Published by Mariner Books
Publication date: June 19th 2012
Genres: Debut, Humor, Memoir, Non-fiction
“When looking for a house, you’re not looking for mere lumber and plumbing but rather for spirit and community. You’re not looking for a location but a locus, a place that will be your center.”
Before I begin this review I need to issue a disclaimer. I don’t know Matthew Batt but as one non-Mormon living in Salt Lake City, UT, to another, I do. In fact, we lived there at the same time which means we could have known each other, in the way that outsiders in a very insulated society try and band together for comfort and friendship. But we didn’t. But it does give me a special affinity for the book. Not that my reviewer integrity is compromised or anything. 😉
Sugarhouse begins with Matt and his wife, Janae, reaching that stage of renters’ agita where buying a house is the only solution. They’ve got a move-out date for their apartment but have yet to find a house they like and can afford. That and the fact that their financing is being handled by a Miss Ricketts in Peoria have ratcheted up their anxiety to Defcon 2. Into this perfect storm comes a bungalow in a neighborhood known as Sugarhouse. The owner admits it needs some work but claims that, despite what Matt might hear, the previous renter was not using it as a crack house. The aluminum foil on every window was simply because the “Lady liked her privacy is all.”
Matt and Jenae get their house, knowing that it needs work but, as it passed inspection, they’re reasonably confident only cosmetic changes are necessary. The pervasive stench of cat urine in every room and the knotty pine paneling that covers everything in the kitchen, including the appliances, can be easily fixed by removing both. So begins the journey of delusion and despair that is a home renovation. Matt attacks the task with the best of intentions but with the background of a fine arts student. Like Alice in Wonderland he comes up against a full cast of fantastical characters, from Glendon at Home Depot who tells him, “Drum sander. Jiminy Christmas. You do not want a drum sander.” to LaEarl, the carpet guy, who drinks nothing but whole milk, up to three gallons a day.
What makes this book such a delight (and yes, I know how unmanly it is to refer to a renovation memoir as a delight) is Batt’s sly sense of humor. Every sentence, no matter how straightforward it appears on the surface, hides the sort of humor that makes a reader laugh out loud. When he realizes that the newly discovered hardwood floors need to be stripped he buys a product and describes the warning label as: “IF YOU ARE PREGANT, OR TRYING TO GET PREGNANT, OR ARE YOURSELF THE RESULT OF A PREGNANCY, BAD THINGS WILL HAPPEN, LIKE YOU WILL LOSE A LOT OF MONEY AND THEN DIE, IN THAT ORDER.” It’s this kind of life view that makes Batt not only an engaging writer but the kind of person you wish you did know when you lived in Utah.

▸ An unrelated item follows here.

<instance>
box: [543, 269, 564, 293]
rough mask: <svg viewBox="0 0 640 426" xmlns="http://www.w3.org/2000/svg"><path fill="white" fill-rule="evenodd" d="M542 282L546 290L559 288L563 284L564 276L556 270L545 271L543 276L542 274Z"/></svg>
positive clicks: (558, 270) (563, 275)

Renovation humor aside, Sugarhouse also details Batt’s personal life as he and Jenae struggle to balance graduate school and jobs with the full-time work of making a former crack house a home. In addition, his grandmother, the cornerstone of their family, dies and with his mother, he has to deal with his grandfather, whose mental and physical health is rapidly declining but who runs off to Las Vegas with his dead wife’s nurse and buys her daughter breast implants.
Batt handles all of these trials and is able to turn them into fodder for Sugarhouse without diminishing their seriousness. He does so with a simplicity that makes it clear how bad it was. When asked by his mother to write to his grandfather in the hopes of making him realize what his behavior is doing to them Batt agonizes: “Now, I had to say something. I had to find just the right words…I’d write him a letter in fine, legible script. And I’d tell him. I’d ask him. Dear Grandpa, it would say. Love, Matt.“ It is these moments of quiet pain amongst the hammering noise of his life that make it clear that while Matt Batt may not be a home repair guru he is a craftsman of words.